Sometimes these arcs have been in the making for a while, gradually forming with special bits of character development here and there, such as when Prince Zuko finally faces down his father and fights with Avatar Aang in “Avatar: The Last Airbender.”
Other times an antagonist will act on empathy seemingly out of nowhere and become good because the plot is calling for it, like with Steve Harrington in “Stranger Things.”
Don’t get me wrong, Steve is one of my favorite characters in the series, but he almost makes a more compelling villain. His friendship with the kids that evolves in the second and third seasons is cute, but his villainy gave the characters a non-supernatural villain to keep the show grounded.

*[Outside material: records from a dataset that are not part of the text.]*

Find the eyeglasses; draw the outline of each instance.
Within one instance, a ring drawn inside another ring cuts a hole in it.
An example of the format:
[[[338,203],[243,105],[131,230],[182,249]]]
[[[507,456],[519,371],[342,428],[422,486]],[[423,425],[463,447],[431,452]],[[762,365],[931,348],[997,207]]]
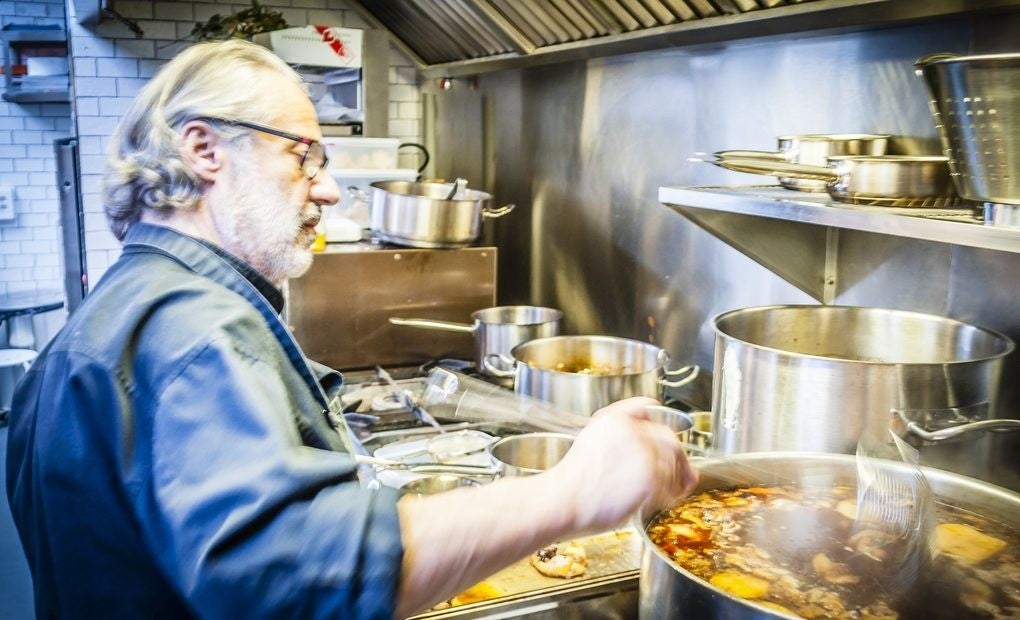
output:
[[[250,121],[228,121],[222,118],[205,118],[204,120],[223,123],[225,125],[247,127],[248,129],[254,129],[255,131],[261,131],[262,133],[268,133],[273,136],[279,136],[280,138],[286,138],[287,140],[293,140],[294,142],[300,142],[301,144],[307,145],[308,149],[306,149],[304,154],[301,155],[300,165],[301,171],[305,173],[305,176],[308,177],[309,180],[314,179],[315,175],[319,174],[319,171],[325,168],[326,164],[329,163],[329,157],[326,156],[326,147],[324,147],[318,140],[299,136],[295,133],[290,133],[289,131],[270,127],[269,125],[252,123]]]

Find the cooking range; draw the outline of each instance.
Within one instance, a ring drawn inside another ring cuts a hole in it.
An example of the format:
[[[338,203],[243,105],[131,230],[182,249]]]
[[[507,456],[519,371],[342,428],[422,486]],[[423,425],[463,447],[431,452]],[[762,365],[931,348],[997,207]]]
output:
[[[428,453],[423,453],[423,450],[428,441],[439,436],[440,432],[408,407],[400,392],[409,390],[416,402],[421,402],[426,377],[435,368],[451,370],[484,382],[494,390],[494,399],[520,398],[505,383],[500,383],[498,378],[477,372],[471,362],[458,359],[440,359],[421,366],[384,369],[392,377],[393,384],[380,378],[375,369],[345,372],[346,387],[340,397],[345,418],[370,454],[411,463],[430,460]],[[678,409],[690,408],[687,403],[673,398],[667,403]],[[446,435],[477,432],[501,438],[543,430],[510,419],[509,416],[498,420],[471,421],[456,417],[444,407],[431,408],[431,412]],[[484,465],[490,461],[487,453],[476,453],[458,455],[451,462]],[[426,477],[426,474],[389,471],[385,468],[377,468],[375,473],[380,483],[395,487]],[[479,476],[475,479],[484,484],[493,477]],[[445,609],[436,608],[415,618],[481,618],[493,615],[501,618],[636,618],[641,558],[641,541],[637,533],[625,528],[579,541],[587,550],[589,562],[583,578],[544,576],[524,559],[486,579],[478,588],[473,588],[475,596],[482,600],[455,600],[463,604]],[[482,594],[478,594],[478,591]]]

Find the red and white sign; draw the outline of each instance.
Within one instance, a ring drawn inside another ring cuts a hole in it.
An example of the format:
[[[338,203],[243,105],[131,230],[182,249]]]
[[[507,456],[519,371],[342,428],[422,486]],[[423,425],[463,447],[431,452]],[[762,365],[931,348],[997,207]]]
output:
[[[255,35],[255,42],[292,65],[361,67],[362,31],[333,26],[284,28]]]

The show needed that non-supernatural villain, and the insertion of Billy in the second season should be proof enough of that.Yet even Billy, who turns into a supernatural force in the third season, receives his own redemption arc.
Steve became a good guy because Jonathon and Nancy needed someone to save them from the monster, and Billy redeems himself in the end because Eleven–needed someone to save her from a monster.
Funny how that works, isn’t it?
Aang didn’t need Zuko as a firebending instructor, he could’ve surely found another during his journey, but Zuko had a clear arc where his morals shifted and he distanced himself from his past poor decisions over time. There was something there to warrant Zuko’s redemption.
The plot simply needed Steve and Billy to fully turn good at a specific moment to keep the show moving forward, which isn’t a solid reason for a character arc. It felt forced, not to mention the show completely dropping Billy’s heavily implied racism after the second season.
U.S. Agent, the new Captain America in “The Falcon and the Winter Soldier”, also gets his own redemption arc out of seemingly nowhere. It’s a feel-good moment that comes as a bit of a shock when a man with a personal vendetta gives it up for the sake of doing the right thing, again when characters need saving.
There is no gradual character development or compelling motive for him to turn good, it just kind of happens. There’s no real good reason for him to act out of character like that, and for that reason it’s a flawed arc.
One of the most famous redemption arcs, that of Darth Vader in “Return of the Jedi”, is pretty sudden in the moment under similar circumstances to Steve, Billy and U.S Agent with a character needing to be saved. However, it gets a pass with Anakin receiving more of a fleshed out arc in the prequel trilogy and other media.
Parental redemption arcs in particular can be an area of concern. Anakin slaughtered countless innocents, including children, during his time as Darth Vader. Omniman does the same thing in “Invincible”, but ends up with his own redemption arc.
This isn’t true in the real world. Darth Vader and Omniman were just plain evil guys that eventually turned good. This doesn’t typically happen with bad parents. Dads don’t just become good because they finally feel love for their kids.
So, if an antagonist has valid reasons for redemption, go for it if it feels right. Just don’t throw it in because the show’s plot needs it to happen.